I created a program with 2 goroutines. One is blocked on a slow time.NewTicker() loop, the other on one that is 10x faster. Then I observed the program using the block profiler with the duration of the slow ticker as the rate.

Code: https://gist.github.com/felixge/6f9701dd26707dbe7d351805860a4608

What did you expect to see?

Both goroutines are blocked 100% of their time, so I'd expect both of them to show up equally in the block profile like shown below:

CleanShot 2021-02-09 at 20 54 14@2x

What did you see instead?

The block profiler sampling seems to be biased, preferring infrequent long block events over frequent short events, even when they contribute to the same amount of overall blocking. This can be seen in the block profile result I actually got:

CleanShot 2021-02-09 at 20 53 33@2x

I've done a lot of additional research on this which can be found here: https://github.com/felixge/go-profiler-notes/blob/main/block.md#sampling-bias

Proposal

I propose to fix the profiler in a way that removes the sampling bias without changing the API or increasing overhead. Concretely this might be done with a patch like this:

felixge/go@master...debias-blockprofile-rate

I've described this in more detail along with a simulation here: https://github.com/felixge/go-profiler-notes/blob/main/block.md#simulation--proposal-for-improvement

The downside to this approach is that it will obscure the "average event duration" which could currently be determined by dividing the delay/nanoseconds by the contentions/count values in the profile. I have a few ideas around this that I'd be happy to discuss.

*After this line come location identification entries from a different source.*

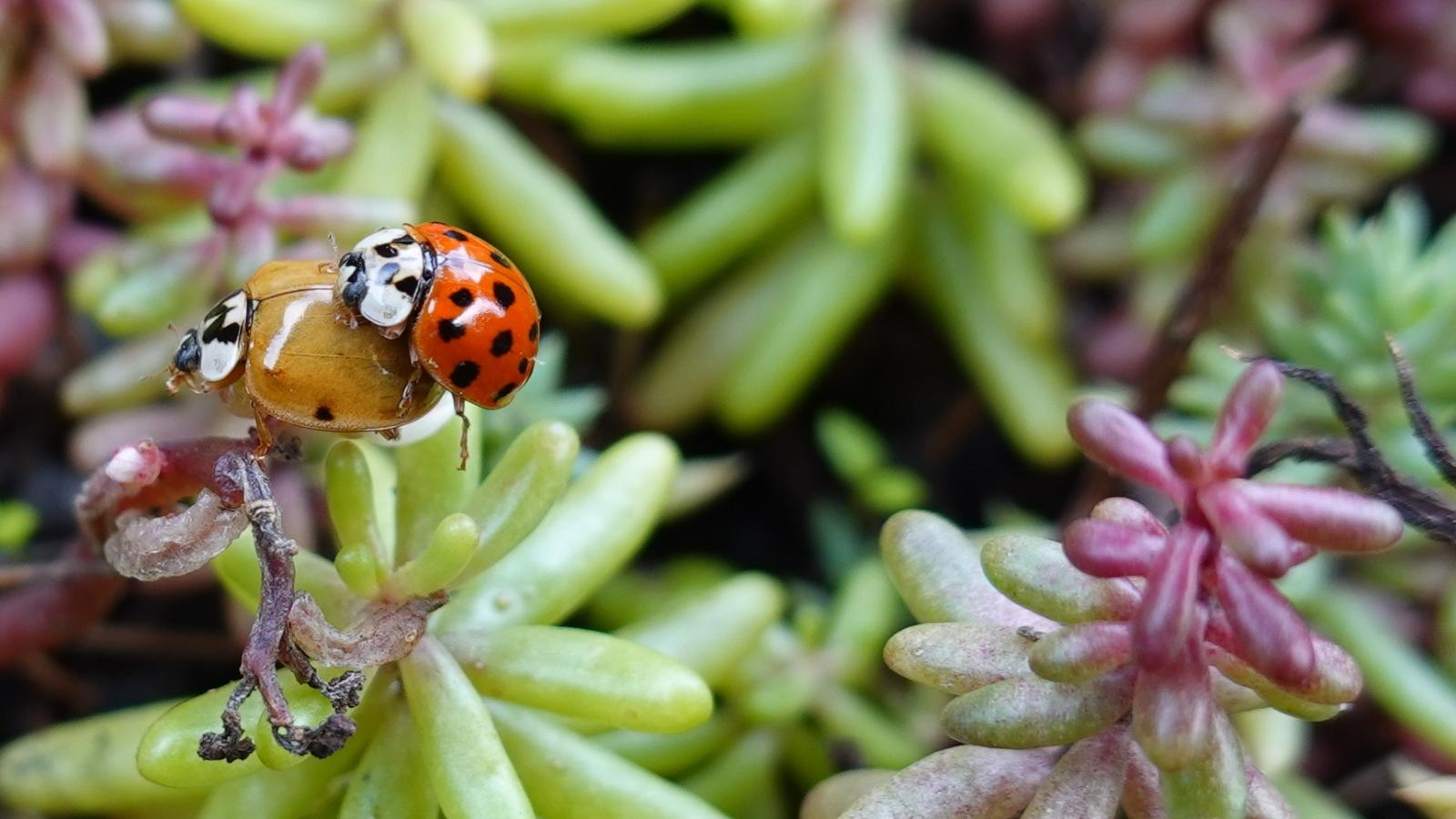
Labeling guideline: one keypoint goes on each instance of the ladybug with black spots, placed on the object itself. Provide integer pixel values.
(472, 319)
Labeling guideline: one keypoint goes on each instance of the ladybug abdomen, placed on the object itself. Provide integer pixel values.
(478, 336)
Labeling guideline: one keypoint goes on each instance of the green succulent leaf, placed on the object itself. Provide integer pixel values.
(1030, 712)
(87, 765)
(584, 673)
(746, 205)
(865, 127)
(590, 533)
(459, 746)
(570, 777)
(596, 270)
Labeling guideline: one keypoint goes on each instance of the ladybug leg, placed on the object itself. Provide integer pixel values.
(407, 399)
(264, 445)
(465, 431)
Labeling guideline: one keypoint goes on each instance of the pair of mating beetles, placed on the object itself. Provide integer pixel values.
(290, 344)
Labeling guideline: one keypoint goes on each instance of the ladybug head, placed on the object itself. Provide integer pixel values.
(380, 278)
(186, 361)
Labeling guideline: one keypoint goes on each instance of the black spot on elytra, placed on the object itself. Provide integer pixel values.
(449, 329)
(504, 295)
(465, 373)
(501, 344)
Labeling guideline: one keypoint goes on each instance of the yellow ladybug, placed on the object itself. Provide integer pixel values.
(281, 350)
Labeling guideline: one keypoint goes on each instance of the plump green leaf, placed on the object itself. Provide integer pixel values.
(958, 658)
(1030, 712)
(713, 632)
(982, 130)
(670, 753)
(836, 286)
(596, 270)
(686, 94)
(274, 29)
(1034, 573)
(519, 491)
(87, 765)
(938, 573)
(458, 743)
(584, 673)
(742, 207)
(570, 777)
(864, 127)
(593, 530)
(390, 780)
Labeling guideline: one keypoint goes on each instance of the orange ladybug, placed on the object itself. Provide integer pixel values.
(472, 318)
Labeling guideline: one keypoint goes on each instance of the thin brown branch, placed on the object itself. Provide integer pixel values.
(1200, 296)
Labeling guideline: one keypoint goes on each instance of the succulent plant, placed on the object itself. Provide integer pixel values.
(1130, 643)
(1171, 130)
(1383, 278)
(832, 106)
(456, 723)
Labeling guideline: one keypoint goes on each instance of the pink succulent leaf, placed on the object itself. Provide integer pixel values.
(1121, 443)
(167, 545)
(1103, 548)
(320, 213)
(51, 116)
(244, 121)
(186, 118)
(958, 658)
(1264, 800)
(1256, 538)
(1245, 414)
(296, 80)
(312, 142)
(1036, 573)
(28, 317)
(77, 31)
(1081, 652)
(29, 223)
(1087, 782)
(1128, 513)
(1169, 610)
(1172, 712)
(939, 574)
(1266, 629)
(1320, 72)
(1142, 796)
(1028, 712)
(235, 193)
(960, 782)
(1327, 518)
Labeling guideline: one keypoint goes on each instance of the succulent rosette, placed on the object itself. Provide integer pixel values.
(1128, 644)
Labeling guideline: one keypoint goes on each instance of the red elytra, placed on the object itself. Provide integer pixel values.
(478, 329)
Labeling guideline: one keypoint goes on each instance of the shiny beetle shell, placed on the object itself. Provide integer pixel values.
(303, 366)
(478, 329)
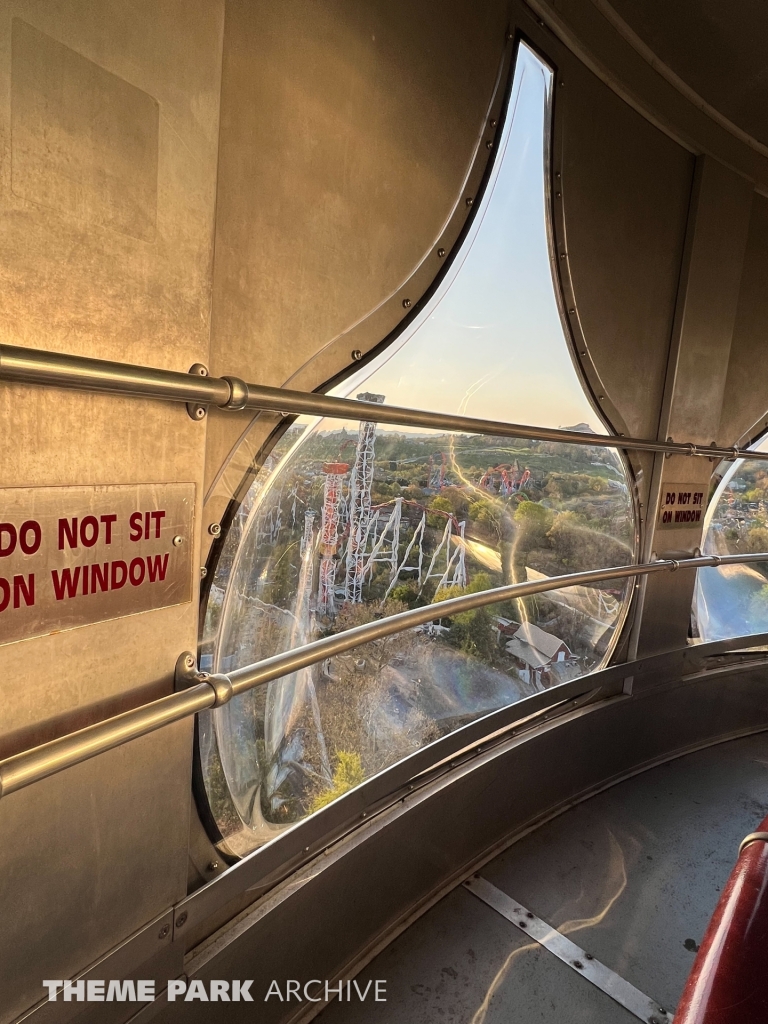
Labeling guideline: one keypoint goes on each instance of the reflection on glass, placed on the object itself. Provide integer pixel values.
(348, 522)
(732, 600)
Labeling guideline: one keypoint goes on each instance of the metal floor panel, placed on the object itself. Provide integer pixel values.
(632, 876)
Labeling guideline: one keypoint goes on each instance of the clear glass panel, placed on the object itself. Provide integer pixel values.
(732, 600)
(347, 522)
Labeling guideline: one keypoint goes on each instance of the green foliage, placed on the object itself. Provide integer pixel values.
(347, 773)
(442, 505)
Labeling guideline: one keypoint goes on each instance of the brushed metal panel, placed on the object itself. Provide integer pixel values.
(71, 556)
(347, 131)
(89, 857)
(351, 900)
(59, 98)
(715, 48)
(745, 397)
(626, 189)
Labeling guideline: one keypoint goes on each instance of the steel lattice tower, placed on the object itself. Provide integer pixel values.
(332, 493)
(359, 503)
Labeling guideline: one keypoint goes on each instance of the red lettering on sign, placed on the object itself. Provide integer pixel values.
(24, 587)
(157, 517)
(116, 584)
(157, 566)
(108, 520)
(89, 531)
(66, 585)
(135, 524)
(31, 526)
(68, 531)
(99, 577)
(8, 547)
(137, 571)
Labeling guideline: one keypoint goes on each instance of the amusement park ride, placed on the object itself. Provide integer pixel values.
(461, 716)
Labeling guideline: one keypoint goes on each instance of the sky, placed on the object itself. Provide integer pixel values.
(491, 343)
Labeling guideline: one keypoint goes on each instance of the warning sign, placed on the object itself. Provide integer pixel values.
(70, 556)
(681, 505)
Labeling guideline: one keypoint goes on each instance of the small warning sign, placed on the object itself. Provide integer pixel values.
(70, 556)
(682, 505)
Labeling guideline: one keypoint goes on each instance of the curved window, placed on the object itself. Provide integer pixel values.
(347, 522)
(732, 600)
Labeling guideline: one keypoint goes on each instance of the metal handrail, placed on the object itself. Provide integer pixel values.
(30, 366)
(209, 691)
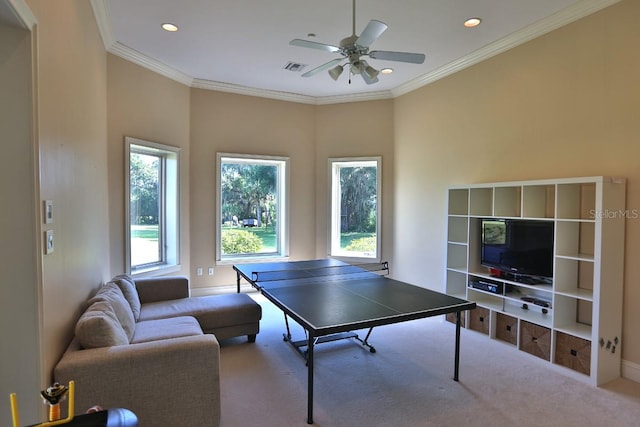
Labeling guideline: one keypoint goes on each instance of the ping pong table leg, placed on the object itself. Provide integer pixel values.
(310, 344)
(457, 356)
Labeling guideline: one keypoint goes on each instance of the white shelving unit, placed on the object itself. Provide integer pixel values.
(580, 326)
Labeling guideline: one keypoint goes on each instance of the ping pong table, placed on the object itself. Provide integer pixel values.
(329, 299)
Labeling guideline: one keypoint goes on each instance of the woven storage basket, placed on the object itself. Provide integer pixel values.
(573, 352)
(535, 339)
(507, 328)
(479, 320)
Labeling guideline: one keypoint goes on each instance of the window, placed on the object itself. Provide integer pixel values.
(152, 206)
(355, 208)
(252, 207)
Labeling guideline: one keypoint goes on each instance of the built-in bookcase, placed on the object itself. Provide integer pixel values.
(576, 320)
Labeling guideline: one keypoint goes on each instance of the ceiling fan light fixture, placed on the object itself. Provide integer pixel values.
(167, 26)
(371, 72)
(472, 22)
(336, 71)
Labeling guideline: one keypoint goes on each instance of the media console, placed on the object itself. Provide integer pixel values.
(572, 319)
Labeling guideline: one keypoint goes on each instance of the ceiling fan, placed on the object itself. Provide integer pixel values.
(354, 47)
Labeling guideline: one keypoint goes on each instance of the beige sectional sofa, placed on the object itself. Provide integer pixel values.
(147, 346)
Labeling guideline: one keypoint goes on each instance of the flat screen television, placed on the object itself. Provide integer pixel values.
(518, 247)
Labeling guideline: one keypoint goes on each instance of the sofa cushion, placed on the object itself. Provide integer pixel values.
(99, 327)
(111, 293)
(162, 329)
(128, 287)
(213, 311)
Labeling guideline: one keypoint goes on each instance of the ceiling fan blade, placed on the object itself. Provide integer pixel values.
(413, 58)
(314, 45)
(371, 32)
(323, 67)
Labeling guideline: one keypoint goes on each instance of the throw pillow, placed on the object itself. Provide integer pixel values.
(111, 293)
(128, 287)
(99, 327)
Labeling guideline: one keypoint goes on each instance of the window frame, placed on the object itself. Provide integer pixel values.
(169, 212)
(333, 229)
(282, 251)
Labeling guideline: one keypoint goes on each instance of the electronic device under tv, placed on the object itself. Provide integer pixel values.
(518, 247)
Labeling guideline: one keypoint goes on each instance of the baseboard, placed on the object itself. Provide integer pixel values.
(631, 371)
(226, 289)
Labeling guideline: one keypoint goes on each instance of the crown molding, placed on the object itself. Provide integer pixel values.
(245, 90)
(20, 14)
(145, 61)
(553, 22)
(544, 26)
(103, 19)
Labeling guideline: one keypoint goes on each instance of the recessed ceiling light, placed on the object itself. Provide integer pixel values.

Additionally I propose to improve the documentation for the block profiler to give people a better idea what the rate value means and perhaps also make some recommendations about overhead.

I'm happy to work on all of the above and submit the patches for it.

@seankhliao seankhliao changed the title block profiler: fix sampling bias runtime/pprof: block profiler: fix sampling bias Feb 10, 2021
@seankhliao seankhliao added the NeedsInvestigation Someone must examine and confirm this is a valid issue and not a duplicate of an existing one. label Feb 10, 2021
@felixge
Copy link
Contributor Author

felixge commented Feb 24, 2021

@seankhliao would it make sense to add the label "proposal" for this? I'm afraid it might not be reviewed otherwise.

@seankhliao
Copy link
Member

cc @hyangah

@hyangah
Copy link
Contributor

hyangah commented Feb 25, 2021

Thank you for the detailed explanation and writeup.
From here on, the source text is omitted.